The Wildcats, as of today, are one of the favorites to land the No. 1 seed in the South, according to Andy Katz of ESPN, but losing twice in the last two weeks, including the tournament, would prevent that. Arizona could go from No. 1 seed all the way down to a No. 3 or 4 seed if they should falter twice, especially to UCLA or Oregon.
Watercooler talk has already run rampant with scenarios of not only where Arizona could go but where UCLA and Oregon will end up, which could affect where the Wildcats are placed based on performance. And then there is a Gonzaga argument, which will be saved for another day.
So much on the line can almost cloud a person from seeing what really matters and that would be the home finale in McKale Center and Senior Day. Kadeem Allen will be playing his final game in an Arizona uniform at home; it reeks of drama, doesn’t it? Arizona’s lone senior in a home game against a top-10 team—something could be in the air. The story virtually writes itself, but the Wildcats realize there are no fairytales if they don’t show up to play against a Bruin team hungry for revenge after losing at Pauley Pavilion just a few weeks ago.
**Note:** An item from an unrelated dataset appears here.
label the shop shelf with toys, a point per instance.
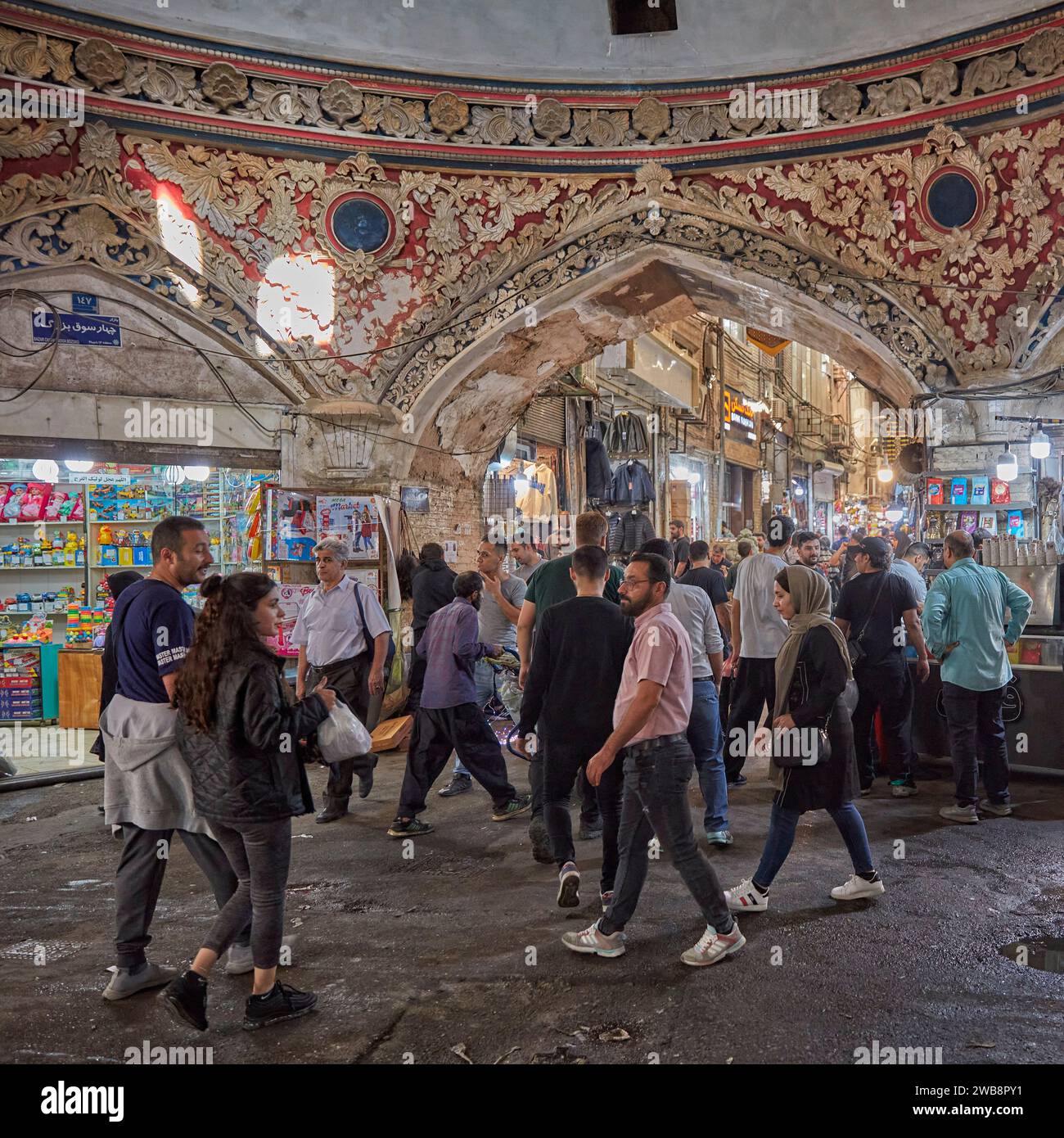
(29, 683)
In addition to Senior Day, a.k.a. Kadeem Allen Day, the Wildcats will host ESPN’s College Gameday Saturday morning. The chaos of so much going on in a weekend will be something for both teams to manage, and making the game bigger than it needs to be can put a lot of pressure on teams, but Arizona head coach Sean Miller has a plan for it—to ignore it.
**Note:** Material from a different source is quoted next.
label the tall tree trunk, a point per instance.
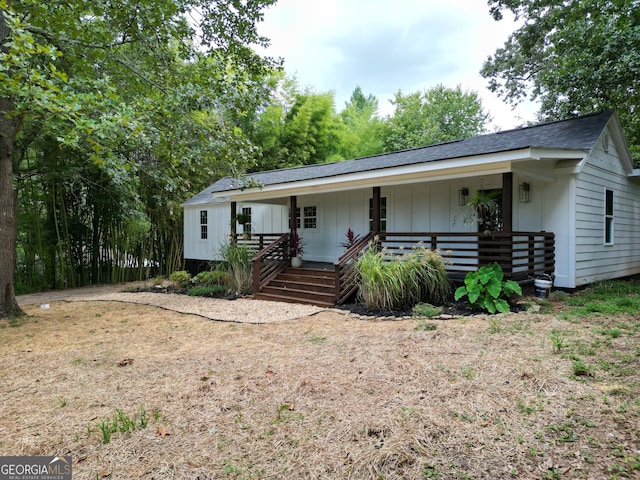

“There is really no preparation for that,” Miller said. “… If you talk about it, it’s a negative. There’s enough at stake when you play the game. Then when you start to play games within your own mind and you add things of an anxious nature it doesn’t help performance.”
Miller’s out of sight, out of mind mentality should suit the Wildcats perfectly. The weekend is almost here. Buckle up, it should be fun.